UK shares have outperformed on average after the Bank of England makes its initial move

It may have been overshadowed since by significant market volatility but, widely expected as it was, the Bank of England’s decision to cut interest rates for the first time since 2020 represents a significant inflection point.

And with the usual caveat that the past is not a guide to the future, investment bank Berenberg has done some useful work on the average performance of the UK market in the wake of the first cut in each interest rate cycle over the last five decades.

The results make for pretty positive reading if you are invested in UK shares. Averaged out, the performance after the first rate cut has been appreciably better than the all-time average on a one-, three-, six- and 12-month view.

There is considerable variation within that average, reflecting the fact rates can be cut for a variety of reasons including in the wake of significant market shocks like the Covid pandemic or 2007/8 financial crisis.
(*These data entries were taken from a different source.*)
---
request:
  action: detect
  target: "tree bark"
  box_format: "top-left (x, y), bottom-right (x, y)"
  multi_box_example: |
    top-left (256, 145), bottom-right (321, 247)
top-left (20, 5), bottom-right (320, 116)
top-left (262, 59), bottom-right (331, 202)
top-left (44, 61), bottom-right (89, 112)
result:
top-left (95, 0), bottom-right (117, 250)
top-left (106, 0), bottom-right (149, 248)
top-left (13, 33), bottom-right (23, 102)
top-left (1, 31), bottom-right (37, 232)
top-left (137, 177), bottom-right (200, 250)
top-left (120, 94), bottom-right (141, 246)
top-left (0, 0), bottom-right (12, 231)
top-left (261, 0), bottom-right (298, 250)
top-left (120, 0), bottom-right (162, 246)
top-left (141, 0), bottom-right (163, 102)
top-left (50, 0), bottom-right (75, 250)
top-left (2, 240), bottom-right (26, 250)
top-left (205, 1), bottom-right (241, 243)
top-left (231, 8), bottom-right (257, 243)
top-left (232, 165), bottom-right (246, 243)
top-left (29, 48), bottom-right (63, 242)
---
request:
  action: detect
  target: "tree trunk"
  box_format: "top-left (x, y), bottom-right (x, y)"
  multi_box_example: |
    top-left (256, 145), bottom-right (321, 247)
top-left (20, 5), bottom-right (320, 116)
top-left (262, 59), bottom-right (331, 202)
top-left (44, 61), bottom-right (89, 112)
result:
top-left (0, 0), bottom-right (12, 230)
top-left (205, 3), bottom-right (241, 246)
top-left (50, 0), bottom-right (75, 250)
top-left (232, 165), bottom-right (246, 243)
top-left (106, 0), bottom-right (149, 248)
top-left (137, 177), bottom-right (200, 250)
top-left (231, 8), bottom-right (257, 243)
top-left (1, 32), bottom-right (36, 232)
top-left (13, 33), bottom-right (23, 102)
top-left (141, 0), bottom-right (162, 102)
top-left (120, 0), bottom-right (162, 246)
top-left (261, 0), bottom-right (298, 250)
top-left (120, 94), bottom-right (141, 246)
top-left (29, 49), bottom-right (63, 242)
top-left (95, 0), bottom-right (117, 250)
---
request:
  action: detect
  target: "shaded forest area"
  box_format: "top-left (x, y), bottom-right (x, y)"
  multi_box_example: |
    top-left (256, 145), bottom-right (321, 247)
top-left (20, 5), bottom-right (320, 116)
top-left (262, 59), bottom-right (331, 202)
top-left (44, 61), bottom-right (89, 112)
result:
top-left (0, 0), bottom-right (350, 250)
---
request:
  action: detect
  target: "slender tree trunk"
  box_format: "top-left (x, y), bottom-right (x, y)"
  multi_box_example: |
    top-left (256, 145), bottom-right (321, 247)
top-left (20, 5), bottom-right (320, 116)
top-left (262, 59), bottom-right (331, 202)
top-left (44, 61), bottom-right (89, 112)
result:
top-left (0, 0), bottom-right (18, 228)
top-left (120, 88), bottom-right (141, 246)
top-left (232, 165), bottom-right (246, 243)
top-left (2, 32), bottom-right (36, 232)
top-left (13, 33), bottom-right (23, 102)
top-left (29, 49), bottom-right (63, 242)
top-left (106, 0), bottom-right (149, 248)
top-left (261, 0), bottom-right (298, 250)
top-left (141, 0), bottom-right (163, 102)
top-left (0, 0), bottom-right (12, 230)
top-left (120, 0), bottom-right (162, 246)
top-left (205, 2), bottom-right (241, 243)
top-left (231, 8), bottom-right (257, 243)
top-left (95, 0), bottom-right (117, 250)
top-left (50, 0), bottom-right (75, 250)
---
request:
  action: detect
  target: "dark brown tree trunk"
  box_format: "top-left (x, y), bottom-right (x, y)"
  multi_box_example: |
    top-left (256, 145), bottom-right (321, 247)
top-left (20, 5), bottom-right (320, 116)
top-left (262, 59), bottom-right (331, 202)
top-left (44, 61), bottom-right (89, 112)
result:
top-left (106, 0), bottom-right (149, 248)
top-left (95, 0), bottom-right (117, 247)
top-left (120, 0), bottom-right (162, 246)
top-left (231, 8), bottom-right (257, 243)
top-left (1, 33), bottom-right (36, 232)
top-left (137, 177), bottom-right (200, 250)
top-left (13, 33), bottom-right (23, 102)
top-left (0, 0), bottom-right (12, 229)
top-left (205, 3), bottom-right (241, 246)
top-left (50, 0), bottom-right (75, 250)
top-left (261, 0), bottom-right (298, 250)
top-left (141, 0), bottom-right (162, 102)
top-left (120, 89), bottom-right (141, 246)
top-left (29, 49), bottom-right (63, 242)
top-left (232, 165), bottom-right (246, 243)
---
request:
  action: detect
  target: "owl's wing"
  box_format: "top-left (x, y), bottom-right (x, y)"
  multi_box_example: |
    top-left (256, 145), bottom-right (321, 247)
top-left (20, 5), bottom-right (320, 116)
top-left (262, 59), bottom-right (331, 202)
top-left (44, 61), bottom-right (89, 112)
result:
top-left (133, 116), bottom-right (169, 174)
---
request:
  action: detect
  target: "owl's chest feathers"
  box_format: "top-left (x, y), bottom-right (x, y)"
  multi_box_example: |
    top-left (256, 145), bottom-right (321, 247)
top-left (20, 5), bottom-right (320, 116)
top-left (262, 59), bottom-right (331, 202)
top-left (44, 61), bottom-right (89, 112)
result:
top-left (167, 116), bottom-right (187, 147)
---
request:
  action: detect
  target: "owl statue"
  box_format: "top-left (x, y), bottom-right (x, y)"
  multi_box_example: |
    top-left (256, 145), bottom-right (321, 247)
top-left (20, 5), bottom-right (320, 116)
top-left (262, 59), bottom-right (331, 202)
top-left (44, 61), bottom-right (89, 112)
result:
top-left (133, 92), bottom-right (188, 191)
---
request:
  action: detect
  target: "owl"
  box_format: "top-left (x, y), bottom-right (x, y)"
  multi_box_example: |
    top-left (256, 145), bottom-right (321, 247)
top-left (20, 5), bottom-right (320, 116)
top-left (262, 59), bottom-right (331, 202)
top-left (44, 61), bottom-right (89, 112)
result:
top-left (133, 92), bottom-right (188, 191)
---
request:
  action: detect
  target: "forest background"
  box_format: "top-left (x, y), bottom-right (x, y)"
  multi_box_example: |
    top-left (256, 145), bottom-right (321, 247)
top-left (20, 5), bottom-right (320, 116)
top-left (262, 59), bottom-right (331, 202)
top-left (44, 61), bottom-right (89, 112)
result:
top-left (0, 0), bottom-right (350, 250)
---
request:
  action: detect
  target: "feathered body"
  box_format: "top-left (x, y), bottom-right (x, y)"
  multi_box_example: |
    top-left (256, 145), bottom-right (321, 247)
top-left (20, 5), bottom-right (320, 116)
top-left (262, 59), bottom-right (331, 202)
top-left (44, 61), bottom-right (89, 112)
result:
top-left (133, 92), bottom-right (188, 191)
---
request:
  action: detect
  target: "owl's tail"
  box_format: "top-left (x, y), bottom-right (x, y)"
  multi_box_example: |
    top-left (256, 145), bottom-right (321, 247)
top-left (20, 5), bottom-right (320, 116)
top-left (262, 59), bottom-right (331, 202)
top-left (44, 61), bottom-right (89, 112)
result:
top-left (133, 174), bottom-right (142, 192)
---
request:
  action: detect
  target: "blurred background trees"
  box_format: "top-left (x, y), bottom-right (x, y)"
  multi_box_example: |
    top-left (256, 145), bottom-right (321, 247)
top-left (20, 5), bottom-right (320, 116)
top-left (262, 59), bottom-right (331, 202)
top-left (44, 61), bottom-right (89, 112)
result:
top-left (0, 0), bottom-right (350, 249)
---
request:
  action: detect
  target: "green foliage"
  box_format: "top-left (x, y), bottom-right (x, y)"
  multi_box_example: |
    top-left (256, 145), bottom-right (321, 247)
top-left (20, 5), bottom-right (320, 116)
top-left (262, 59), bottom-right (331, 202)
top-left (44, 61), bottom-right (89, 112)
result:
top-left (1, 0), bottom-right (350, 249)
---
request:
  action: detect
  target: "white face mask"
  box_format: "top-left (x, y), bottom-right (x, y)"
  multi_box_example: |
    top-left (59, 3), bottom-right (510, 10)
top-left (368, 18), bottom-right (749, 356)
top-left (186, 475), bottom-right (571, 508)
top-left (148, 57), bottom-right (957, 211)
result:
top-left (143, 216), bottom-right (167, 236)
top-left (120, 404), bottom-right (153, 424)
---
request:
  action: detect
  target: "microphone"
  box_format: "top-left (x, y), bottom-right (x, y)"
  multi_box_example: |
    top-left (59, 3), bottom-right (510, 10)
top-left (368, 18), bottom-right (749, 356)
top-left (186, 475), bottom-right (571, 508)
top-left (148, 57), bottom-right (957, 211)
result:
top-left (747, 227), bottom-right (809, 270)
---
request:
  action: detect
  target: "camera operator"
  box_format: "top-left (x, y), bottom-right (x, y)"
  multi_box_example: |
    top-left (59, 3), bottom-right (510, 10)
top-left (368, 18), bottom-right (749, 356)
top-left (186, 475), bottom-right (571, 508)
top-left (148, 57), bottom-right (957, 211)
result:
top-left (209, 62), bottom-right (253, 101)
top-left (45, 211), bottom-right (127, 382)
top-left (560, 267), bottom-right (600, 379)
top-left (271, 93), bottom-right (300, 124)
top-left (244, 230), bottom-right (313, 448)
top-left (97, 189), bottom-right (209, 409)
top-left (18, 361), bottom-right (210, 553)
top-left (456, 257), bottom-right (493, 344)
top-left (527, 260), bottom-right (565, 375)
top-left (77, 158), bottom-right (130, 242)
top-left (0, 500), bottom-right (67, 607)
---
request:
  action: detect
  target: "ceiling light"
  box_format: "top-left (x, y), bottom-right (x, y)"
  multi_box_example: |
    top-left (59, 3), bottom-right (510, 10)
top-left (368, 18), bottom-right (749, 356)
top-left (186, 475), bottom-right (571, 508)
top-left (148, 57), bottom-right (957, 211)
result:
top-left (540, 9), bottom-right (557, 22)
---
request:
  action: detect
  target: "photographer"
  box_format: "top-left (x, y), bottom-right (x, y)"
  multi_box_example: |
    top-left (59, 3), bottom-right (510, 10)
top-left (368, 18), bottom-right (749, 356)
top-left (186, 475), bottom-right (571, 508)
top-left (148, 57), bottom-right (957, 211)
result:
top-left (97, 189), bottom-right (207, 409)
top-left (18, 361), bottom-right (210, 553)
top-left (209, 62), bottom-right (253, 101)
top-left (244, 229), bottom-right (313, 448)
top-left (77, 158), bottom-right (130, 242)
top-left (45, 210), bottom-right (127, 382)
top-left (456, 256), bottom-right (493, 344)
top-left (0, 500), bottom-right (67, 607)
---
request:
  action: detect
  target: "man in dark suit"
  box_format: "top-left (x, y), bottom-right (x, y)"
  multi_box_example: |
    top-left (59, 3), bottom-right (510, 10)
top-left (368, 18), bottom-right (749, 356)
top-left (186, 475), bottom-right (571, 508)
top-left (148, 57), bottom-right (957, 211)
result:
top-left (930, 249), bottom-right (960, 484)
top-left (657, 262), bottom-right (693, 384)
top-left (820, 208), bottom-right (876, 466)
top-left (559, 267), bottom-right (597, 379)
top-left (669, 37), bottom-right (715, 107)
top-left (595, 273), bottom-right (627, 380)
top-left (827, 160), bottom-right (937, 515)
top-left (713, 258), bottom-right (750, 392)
Berenberg analyst Jonathan Stubbs notes the latter represents the lowest extreme on the rate cut continuum, with a 37% fall for UK equities following the first cut in 2007, while at the top end in 1976 the first cut heralded a 56% gain.

Stubbs adds: ‘We think rate cuts, alongside reduced political uncertainty, net inflows into UK equities, cheap valuations and modest earnings growth should support UK equity returns over the coming 12 months.’

His economist counterparts at the bank believe there will be a further 150 basis points worth of cuts through to the end of 2025 bringing rates down to a terminal rate of 3.5%.

It is worth flagging a few points of caution here. There is a chance, albeit modest, that the largely positive market reaction to Labour’s decisive victory in last month’s election could be diluted by the recent far-right violence in the UK. Second, the trajectory of rates may not prove as smooth as expected if, for example, there were to be a renewed uptick in inflation.

Finally, as my colleague Ian Conway pointed out in this column last week, corporate results are likely to be a more reliable delineator of market returns than what happens with rates.

While we’re on the subject of interest rates, calls for the Federal Reserve to introduce an emergency cut in response to the recent market weakness seem massively overblown and could well prove counterproductive.

Events could conspire to force the Fed’s hand but, for now, such a move would probably do more harm than good as it would only add to a sense of panic. While the factors behind the correction in stocks should not be dismissed, it is also true to say summer sell-offs are not unusual amid thinner trading as a large number of market participants are on the beach.